Ask the folks who went to Connecticut to kick Joe Lieberman in the ass - include the fabulous Jane Hamsher who went to fight when others would have stayed home in grief. Meaningful work (some was exciting, some was dull but ALL meaningful to the activists who went to fight), meaningful relationships (the network of like-minded bloggers and others online and in person were phenomenal) and meaningful future (Joe in retirement, Ned in the Senate, netroots with a major, major win) achieved the dumping of a hyper-funded three-term Senator out of the Democratic nomination.
Even dull issues can be spiced up by this three point test. Why? Because feeling like life is meaningful and truly matters IS the spice.
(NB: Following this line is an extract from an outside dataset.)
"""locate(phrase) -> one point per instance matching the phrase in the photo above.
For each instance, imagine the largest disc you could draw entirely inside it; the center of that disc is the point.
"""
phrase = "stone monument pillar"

I may not give a shit about transit policy per se, but I can relate to the idea that two hours of my day spent meaninglessly in traffic when I could be hugging my boys, doing useful work or building a future are a crying outrage justifying a tax increase to get some rail built for my use or the use of the 200 soccer moms stuck gridlocked between me and my timecard at my job. Global warming or the fate of the penguins do not per se matter to me maybe, but a lousy climatic future for my kids and the ruination of my job, livelihood or country will matter. Zoning, trade policy - you name it.
I would suggest that every speech, mailpiece, TV or radio ad or talking points set be put through the three-part test of meaningful relationships, meaningful work and meaningful future. If it passes all three, it is likely a winner, even if it might mean some painful sacrifices. Many people will consider hard sacrifice, when the results are meaningful.